Women in Data Science Blog Post

Blog Post for CS0451
Author

Otis Milliken

Published

March 4, 2024

Women’s in Data Science Blog Post

Abstract

This blog posts discussed the importance of women in data science through the lens of the book Solving the Equation: The Variables for Women’s Success in Engineering and Computing written by Dr.Corbett and Dr.Hill and through four different talks by Dr. Amy Yuen, Dr. Jessica L’Roe, Dr. Sarah Brown, and Dr. Biester. Each talk tackles a different problem or domain in data science and highlights the work being done by women in the field. My biggest takeways was that lots of women are doing incredibly interesting work in the data science domain despite being a minority in the field

Short Essay

Next I’ve highlighted some ideas from the Book, Solving the Equation: The Variables for Women’s Success in Engineering and Computing written by Dr.Corbett and Dr.Hill, in a short essay format that I think are especially importantant

Since the 1990s we’ve seen a massive underrepresentation of women in the computing industry despite a rapid rise in women college enrollment. This underrepresentation in computing, math, and engineering is a major problem because these industries have been major sources of high salaries and good working conditions. Leaving women out of these industries mean that they miss out on high income jobs and therefore wealth accumulation. The problem doesn’t only impact women but also also hurt men. One finding from India found that male leaders held less implicit bias when they had female leadership alongside them (Beaman et al., 2009). Inclusion doesn’t breed animosity but actually creates more equitable working conditions. Keeping women out of these industries also potentially misses out on valuable insights and innovations. It is important to note that exclusion of women in the computing industry hasn’t always the case.

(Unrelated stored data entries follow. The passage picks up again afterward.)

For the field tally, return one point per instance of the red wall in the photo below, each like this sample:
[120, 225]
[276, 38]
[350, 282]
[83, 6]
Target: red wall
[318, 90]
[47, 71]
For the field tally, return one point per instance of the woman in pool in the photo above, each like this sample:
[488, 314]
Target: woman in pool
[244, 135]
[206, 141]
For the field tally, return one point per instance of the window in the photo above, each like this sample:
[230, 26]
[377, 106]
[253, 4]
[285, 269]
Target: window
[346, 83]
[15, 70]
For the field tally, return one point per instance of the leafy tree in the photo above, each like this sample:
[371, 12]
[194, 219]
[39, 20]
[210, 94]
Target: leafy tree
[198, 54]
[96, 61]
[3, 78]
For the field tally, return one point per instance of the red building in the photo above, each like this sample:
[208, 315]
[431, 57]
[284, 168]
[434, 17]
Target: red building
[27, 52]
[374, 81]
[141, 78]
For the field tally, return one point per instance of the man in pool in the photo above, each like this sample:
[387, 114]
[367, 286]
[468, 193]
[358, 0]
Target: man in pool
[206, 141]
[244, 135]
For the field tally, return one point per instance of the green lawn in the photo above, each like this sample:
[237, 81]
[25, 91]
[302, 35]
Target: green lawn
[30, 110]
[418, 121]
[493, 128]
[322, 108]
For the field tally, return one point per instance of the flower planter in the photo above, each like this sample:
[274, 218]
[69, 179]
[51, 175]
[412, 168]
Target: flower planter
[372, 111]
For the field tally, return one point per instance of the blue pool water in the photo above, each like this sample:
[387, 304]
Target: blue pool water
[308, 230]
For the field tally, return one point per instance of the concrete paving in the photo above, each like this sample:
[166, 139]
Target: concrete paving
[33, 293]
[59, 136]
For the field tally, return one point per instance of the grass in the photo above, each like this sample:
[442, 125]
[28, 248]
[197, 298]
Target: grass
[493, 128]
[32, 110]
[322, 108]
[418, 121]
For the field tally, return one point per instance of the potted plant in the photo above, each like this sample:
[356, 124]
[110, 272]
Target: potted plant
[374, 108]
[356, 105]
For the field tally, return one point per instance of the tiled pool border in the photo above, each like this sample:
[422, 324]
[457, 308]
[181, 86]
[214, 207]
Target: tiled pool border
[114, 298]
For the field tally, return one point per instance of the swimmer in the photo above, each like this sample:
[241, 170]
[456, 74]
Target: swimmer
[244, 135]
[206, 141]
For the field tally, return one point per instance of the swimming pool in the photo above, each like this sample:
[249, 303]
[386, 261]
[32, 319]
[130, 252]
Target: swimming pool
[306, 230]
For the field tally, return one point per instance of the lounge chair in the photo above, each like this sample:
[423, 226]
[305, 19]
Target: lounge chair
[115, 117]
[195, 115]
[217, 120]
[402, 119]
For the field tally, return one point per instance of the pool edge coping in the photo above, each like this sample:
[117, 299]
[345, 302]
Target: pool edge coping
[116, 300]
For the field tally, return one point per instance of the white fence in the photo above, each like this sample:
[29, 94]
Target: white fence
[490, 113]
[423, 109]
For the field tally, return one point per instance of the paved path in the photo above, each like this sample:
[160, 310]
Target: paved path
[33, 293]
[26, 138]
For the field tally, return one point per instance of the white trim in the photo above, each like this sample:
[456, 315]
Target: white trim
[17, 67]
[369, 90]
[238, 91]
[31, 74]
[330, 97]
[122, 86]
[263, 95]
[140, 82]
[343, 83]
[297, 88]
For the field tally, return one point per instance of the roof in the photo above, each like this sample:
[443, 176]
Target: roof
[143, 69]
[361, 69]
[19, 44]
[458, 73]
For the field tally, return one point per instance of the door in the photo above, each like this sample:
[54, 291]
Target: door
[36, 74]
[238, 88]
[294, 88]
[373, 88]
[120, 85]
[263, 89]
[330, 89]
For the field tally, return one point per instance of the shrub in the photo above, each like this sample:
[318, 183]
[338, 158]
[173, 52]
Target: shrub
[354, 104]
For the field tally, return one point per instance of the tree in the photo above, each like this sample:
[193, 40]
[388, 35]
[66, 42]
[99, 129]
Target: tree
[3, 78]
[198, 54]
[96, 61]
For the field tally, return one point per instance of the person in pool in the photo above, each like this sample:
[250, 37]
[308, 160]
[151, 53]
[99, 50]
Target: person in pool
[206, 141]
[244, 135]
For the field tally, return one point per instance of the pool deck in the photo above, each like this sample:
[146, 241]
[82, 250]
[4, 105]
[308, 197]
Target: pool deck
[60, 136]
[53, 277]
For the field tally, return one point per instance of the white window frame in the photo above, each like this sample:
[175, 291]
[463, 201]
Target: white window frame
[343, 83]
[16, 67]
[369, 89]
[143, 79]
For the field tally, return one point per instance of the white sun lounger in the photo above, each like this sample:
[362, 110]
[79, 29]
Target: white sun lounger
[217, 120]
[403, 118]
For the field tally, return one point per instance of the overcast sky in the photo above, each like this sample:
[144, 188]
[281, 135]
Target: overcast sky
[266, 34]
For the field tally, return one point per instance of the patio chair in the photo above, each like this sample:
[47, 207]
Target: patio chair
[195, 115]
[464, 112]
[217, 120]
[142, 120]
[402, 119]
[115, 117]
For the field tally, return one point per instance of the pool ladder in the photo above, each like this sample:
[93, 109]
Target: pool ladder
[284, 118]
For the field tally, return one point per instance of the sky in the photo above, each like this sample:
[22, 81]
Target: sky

During World War 2, we actually saw a majority of women in the computing industry. This declined drastically after the war but in 1950s and 1960s the number of women in computing was similar to what it is today (around 26%). The percentaged reached a peak in the 1990s with around 35% of the computing workforce being women. Computing during the 1950s and 1960s was largely seen as an administrative extension and thereby women were encouraged to participate in large numbers. The decline after the 1990s is often attributed to the rise of personal computers which were seen as new toys for boys and the growing interest in the area. This early experience gave them an advantage as the computing market expanded. There has been, however, significant initiatives to raise the number of women in computing in recent years from major companies.

There are other ways to help mitigate the issue. One of which is having conferences like the WiDs conference. Having spotlight on women in the industry is an important step to reducing stigma and feelings of isolation while also giving role models for women in computer science. A third of women in private-sector technical jobs feel extremeley isolated at work and four out of ten female engineers reported a lack of role models. The book mentions how seeing other women in leadership roles can actually help women from the harmful effect of stereotyping effect (Van Loo & Rydell, 2014). These effects have a cascade effect as increase in female representation leads to more representation which further reduces feelings of isolation and increases representation. These talks also begin the process of building social networks which has predominantly been dominated by men. The book highlights how research has identified that these male-dominated social networks exclude women (Faulkner, 2009a). Having women talk about their professional experiences and connect with students begins the process of opening up the network to women.

Overall, it takes all of us to help fix the issue of lack of women in computing and conferences like WiDs help showcase the amazing work that women are doing in the industry. I’d like to emphasize that isn’t a women issue but instead that underrepresentation of women in the industry hurts us all. Therefore it is up to both women and men to help mitigate the issue.

For this blog, I also attended a women in Data Science conference hosted by Middlebury. The conference included three lightning talks, one keynote speaker, and three alumni in the industry.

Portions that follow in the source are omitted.